Since the last time I wrote about The Family Car, a lot has changed.  As I mentioned in the last line of the story in ThisFastLife back in 2017, I had a vision in mind for the car.  Being true to my word, the car is currently undergoing a bit of a transformation.  Before I tell you about all of that, however, I want to give you a little background as to how we arrived at the point where we are now.
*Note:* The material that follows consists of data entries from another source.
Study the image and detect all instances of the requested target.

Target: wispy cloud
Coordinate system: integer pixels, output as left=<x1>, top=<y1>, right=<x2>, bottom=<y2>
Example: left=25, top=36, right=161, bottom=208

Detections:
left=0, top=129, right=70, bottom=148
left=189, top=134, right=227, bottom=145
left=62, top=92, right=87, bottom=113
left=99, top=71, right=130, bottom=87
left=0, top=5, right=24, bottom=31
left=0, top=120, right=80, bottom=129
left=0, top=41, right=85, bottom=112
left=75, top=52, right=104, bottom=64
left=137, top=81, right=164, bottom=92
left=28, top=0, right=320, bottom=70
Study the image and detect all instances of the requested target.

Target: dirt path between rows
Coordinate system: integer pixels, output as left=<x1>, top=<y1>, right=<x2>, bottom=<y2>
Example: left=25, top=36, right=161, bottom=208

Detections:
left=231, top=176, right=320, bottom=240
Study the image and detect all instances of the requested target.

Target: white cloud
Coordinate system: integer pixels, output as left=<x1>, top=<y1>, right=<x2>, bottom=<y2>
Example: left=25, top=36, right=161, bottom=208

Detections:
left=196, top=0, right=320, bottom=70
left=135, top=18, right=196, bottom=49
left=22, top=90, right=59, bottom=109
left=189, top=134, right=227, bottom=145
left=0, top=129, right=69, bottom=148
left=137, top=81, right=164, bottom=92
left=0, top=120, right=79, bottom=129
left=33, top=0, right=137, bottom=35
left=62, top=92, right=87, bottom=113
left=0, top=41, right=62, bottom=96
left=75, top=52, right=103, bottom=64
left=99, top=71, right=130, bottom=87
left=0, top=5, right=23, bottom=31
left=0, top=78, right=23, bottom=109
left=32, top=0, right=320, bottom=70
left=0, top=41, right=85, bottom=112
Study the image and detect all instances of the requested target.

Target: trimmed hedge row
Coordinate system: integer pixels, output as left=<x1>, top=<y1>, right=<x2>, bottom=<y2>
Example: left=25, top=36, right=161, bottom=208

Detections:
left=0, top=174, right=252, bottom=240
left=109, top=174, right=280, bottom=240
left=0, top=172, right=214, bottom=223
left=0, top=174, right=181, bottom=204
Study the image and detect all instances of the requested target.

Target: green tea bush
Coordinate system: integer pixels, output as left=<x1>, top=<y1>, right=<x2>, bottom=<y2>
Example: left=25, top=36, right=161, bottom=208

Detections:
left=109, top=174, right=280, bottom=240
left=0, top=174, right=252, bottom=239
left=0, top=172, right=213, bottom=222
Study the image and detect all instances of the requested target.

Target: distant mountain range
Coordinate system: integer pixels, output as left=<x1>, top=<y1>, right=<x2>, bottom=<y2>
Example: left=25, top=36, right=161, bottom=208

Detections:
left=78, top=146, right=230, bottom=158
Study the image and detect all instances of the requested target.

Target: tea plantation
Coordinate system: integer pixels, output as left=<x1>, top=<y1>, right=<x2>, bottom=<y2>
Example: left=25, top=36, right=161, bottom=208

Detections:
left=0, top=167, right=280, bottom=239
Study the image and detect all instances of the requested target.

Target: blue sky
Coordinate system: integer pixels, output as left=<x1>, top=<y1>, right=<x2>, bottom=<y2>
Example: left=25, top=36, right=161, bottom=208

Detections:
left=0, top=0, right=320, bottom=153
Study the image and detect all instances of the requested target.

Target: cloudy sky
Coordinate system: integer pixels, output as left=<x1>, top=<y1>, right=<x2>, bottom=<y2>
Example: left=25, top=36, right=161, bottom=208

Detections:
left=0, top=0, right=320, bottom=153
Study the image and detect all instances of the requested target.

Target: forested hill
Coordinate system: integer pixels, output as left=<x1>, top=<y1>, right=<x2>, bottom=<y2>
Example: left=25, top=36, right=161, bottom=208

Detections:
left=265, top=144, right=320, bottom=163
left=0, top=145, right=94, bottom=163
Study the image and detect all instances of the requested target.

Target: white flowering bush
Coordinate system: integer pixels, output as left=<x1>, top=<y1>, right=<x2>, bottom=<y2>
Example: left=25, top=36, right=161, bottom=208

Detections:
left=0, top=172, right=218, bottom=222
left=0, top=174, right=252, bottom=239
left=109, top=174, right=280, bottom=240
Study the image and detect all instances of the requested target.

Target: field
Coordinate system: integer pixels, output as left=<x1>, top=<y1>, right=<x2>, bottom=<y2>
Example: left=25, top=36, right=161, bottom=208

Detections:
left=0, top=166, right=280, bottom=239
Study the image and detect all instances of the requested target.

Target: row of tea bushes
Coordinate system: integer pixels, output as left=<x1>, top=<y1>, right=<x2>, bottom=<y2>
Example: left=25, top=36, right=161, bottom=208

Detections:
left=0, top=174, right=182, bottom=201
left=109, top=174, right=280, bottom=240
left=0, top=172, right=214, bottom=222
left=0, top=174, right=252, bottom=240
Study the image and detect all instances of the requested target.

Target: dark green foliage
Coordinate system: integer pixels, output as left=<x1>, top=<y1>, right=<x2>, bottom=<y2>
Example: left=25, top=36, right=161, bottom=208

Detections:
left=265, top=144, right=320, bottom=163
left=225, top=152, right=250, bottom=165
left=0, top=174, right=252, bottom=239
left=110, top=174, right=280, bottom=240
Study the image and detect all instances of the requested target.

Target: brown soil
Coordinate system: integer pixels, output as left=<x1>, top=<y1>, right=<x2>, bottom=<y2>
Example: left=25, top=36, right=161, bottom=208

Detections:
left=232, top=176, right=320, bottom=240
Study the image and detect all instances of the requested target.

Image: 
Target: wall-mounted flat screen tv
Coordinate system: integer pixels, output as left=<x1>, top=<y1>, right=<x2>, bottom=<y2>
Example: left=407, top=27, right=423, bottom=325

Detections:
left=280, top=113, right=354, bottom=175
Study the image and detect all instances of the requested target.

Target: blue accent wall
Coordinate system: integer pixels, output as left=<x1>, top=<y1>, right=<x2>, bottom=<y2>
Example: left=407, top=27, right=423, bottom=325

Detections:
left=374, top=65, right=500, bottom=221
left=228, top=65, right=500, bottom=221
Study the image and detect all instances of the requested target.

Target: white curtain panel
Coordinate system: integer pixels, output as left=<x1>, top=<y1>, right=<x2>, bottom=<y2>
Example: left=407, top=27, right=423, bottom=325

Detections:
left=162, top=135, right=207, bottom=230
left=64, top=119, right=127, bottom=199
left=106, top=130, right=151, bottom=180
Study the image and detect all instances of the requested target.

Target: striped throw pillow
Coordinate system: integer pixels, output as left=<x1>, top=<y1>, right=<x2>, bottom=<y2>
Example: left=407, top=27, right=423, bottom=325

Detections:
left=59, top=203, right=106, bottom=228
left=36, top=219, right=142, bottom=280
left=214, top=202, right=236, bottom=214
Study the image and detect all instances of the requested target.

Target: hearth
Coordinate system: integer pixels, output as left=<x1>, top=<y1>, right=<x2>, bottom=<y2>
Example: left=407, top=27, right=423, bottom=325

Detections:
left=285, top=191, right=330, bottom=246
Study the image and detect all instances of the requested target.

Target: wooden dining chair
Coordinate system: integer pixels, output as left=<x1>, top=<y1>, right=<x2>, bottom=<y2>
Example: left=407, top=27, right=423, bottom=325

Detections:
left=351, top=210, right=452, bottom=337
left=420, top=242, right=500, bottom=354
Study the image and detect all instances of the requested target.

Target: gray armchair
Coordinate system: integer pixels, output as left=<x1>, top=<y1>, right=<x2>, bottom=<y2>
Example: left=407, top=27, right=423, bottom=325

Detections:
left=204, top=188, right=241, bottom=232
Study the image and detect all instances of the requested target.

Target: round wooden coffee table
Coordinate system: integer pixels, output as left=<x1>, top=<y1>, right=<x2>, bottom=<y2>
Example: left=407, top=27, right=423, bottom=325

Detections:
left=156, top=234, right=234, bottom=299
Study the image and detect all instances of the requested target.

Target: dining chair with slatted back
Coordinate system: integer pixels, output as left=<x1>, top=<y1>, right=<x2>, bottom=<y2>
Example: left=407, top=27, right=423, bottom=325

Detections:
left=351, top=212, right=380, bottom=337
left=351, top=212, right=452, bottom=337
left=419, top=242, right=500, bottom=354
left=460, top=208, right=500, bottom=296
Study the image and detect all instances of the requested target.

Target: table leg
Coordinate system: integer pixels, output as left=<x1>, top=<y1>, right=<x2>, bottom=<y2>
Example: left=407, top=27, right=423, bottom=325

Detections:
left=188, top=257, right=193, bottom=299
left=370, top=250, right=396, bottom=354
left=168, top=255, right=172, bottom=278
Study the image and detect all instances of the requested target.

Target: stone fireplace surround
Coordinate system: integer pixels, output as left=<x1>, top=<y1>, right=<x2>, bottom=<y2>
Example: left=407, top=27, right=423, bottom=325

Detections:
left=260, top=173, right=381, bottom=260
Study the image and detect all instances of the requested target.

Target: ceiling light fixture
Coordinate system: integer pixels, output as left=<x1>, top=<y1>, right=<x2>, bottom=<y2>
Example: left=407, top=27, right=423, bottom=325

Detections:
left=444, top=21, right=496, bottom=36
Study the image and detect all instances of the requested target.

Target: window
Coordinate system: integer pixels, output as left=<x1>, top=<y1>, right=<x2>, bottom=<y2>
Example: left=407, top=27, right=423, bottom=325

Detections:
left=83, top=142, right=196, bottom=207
In September of 2018, my brother-in-law, Washington, and I took a trip to Berkeley (California) to to visit my parents, and to have some of the most fun we’ve ever had in our lives (we didn’t plan on that, but good company makes any and all activities extraordinarily exciting, and we are both great company…  What can I say?).  One afternoon when my cousins from Fresno were visiting, my lovely mother launched into a tirade about how disgusted she was with The 535i and The fact that it had been sitting motionless on the curb for the past several months.  This tirade included truthful accusations about my father not taking care of the car, and not even driving it around the block—even after multiple AAA calls to get it cranked whenever I visited.  “I’m tired of it, and I don’t want it in front of my house anymore…  I’m selling it!”  Until those last three words (four, if you count the contraction), I had not been stirred to move.  I mean, I had already been down this road with my parents when I purchased another e28 in 2005.  Instead of buying some stranger’s car, I attempted to structure a deal for The Family Car.  Unfortunately, my father would not release the car (even though it had already started to languish under a magnolia tree), so I was forced to quench my 5er thirst with a 1987 535is that I named “Mays” after Dr. Benjamin E. Mays.  I chose that name because the car was Salmon silver over cardinal red, but we’ll talk about that one another time.
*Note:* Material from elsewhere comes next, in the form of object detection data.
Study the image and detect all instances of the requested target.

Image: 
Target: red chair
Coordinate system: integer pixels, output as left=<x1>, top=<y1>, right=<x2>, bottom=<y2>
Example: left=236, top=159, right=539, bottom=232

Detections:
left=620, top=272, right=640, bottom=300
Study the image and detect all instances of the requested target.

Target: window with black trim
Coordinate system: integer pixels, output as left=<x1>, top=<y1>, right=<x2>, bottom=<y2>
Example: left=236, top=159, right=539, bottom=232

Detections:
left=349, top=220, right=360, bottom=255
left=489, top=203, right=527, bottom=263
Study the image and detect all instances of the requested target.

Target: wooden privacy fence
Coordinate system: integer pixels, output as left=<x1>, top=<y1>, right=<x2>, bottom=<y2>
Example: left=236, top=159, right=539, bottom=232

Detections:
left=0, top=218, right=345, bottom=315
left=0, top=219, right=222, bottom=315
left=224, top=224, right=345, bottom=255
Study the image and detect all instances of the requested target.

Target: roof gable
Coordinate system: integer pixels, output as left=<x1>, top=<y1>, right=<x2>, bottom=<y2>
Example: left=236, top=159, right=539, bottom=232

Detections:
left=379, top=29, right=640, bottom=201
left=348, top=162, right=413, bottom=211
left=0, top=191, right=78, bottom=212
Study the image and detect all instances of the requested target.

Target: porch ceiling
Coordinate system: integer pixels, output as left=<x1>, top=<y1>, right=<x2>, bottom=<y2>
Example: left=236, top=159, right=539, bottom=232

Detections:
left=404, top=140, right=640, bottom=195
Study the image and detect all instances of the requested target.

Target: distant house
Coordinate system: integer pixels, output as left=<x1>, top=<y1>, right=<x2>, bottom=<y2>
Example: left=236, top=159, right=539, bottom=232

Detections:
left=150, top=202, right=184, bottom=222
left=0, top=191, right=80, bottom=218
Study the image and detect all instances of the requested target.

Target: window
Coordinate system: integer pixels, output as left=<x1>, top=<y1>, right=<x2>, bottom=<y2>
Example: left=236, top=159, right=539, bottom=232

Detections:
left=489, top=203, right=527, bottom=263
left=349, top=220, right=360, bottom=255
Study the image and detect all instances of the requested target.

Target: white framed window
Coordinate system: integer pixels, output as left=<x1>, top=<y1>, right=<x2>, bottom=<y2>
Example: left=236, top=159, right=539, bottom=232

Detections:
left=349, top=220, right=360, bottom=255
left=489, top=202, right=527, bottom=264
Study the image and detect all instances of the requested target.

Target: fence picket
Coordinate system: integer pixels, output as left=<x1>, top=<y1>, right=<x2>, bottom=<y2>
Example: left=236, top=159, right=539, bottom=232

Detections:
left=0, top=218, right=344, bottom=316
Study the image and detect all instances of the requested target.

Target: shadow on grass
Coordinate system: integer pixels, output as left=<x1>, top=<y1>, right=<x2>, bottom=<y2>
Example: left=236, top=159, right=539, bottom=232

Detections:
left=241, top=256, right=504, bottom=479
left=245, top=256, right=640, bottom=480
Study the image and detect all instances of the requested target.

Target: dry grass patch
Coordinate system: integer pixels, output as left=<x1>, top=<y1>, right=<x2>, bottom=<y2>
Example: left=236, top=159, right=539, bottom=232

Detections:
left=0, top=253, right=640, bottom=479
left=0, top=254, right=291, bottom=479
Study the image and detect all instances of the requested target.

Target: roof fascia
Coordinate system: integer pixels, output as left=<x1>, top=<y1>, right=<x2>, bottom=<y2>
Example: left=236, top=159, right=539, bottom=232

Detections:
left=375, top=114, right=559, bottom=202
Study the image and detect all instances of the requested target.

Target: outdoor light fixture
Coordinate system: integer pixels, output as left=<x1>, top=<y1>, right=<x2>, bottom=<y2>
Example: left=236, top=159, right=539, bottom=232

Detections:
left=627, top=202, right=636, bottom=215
At any rate, once my mother made her proclamation about selling our car to a stranger, I went into motion.  Fortunately, my brother in law owns a trucking company, and as he read my mind, he began talking to me about how he could arrange a transporter within hours.  Of course, we needed to get the car to crank before putting it on a trailer, so I called AAA and dropped some more bills on another battery.  Before Washington knew it, we were ridin’, high-sidin’ through the Berkeley hills like I used to do when I was a youngsta.  When this trip was first being conceived, I’d told him, my father in law, and my other brother in law how much I loved where I grew up—I had tried to explain how the roads around my house were an ever-present source of entertainment, but I knew that they couldn’t understand what the hell I was talking about that night we stood around the grill in Wilson, North Carolina.  Uphills, downhills, hairpins, and cliffhangers…  It was all part of what made me who I am, but they didn’t feel me.  Well, once we cranked that 33 year old car up and I smashed off with Washington riding shotgun, I knew that my point of view was soon to be fully realized.  She sounded so good echoing off of the hillside of Grizzly Peak—her voice bouncing off of the trees all through Wildcat Canyon with the sunroof open on that warm, sunny September day.  We laughed, I told stories, got sideways, passed some people, and eventually brought her home.  It was clear that she was not ready to be put out to pasture, so the decision was solidified to send her to Atlanta so she could start a new life.  Without Washington being there, I don’t know if we could have pulled it off within the time frame that we were working with, but he assured me that it was all good.

Later that evening, as I thought about the situation, I couldn’t help but to also think about all of the years that I had wrapped up in knowing and loving that car.  I thought about what it represented to me, and about what I have grown to love most in life.  It was a journey that left automobilia, even though this car stuff rarely ever leaves me.  When I met the woman who would eventually become my wife, I met one of her big sisters almost immediately thereafter.  Davetta, (or, “Dave,” as I began to call her when I found out that her parents thought she was going to be a boy, and had thus named her after my father in law), had a car that she had named with her baby sister’s middle name when I came on the scene.  I thought that was so cool because she had worked hard to get that car, and she put the same effort into attaining and maintaining it as she had at loving her sister.  Over the years, I was lucky to have been taken in by both of my sister in laws, and I will always be grateful for the love that they’ve given me for over two decades. I know you’re probably asking what this has to do with shipping a car, but you have to let me get there on my own road…  Here it is…  Without Dave’s husband being with me when it came time for me to take possession of this car that I had literally grown up with, I don’t know if it would have been feasible to ship it to where I currently live without way more drama.  He was there because she was there, and she was there because my wife was there.  It was a connection of love and life and stories and circumstances that was remarkable to me, and it was a connection that I wanted to forever keep intact amongst our families (and the three generations that we now cover).  For that reason, The Family Car was renamed “Marquetta,” which is my sister in law’s middle name, that evening.  With that in mind, she will forever be cherished and taken care of, just as she has loved her baby sister (and the rest of her family) for all the time that I have known her.  That said, please don’t let all of these lovely sentiments lead to a conversation about the fate of the Mercury Mystique that was named “Lanisha” when I stepped on the scene back in the ’98…  Poor thang!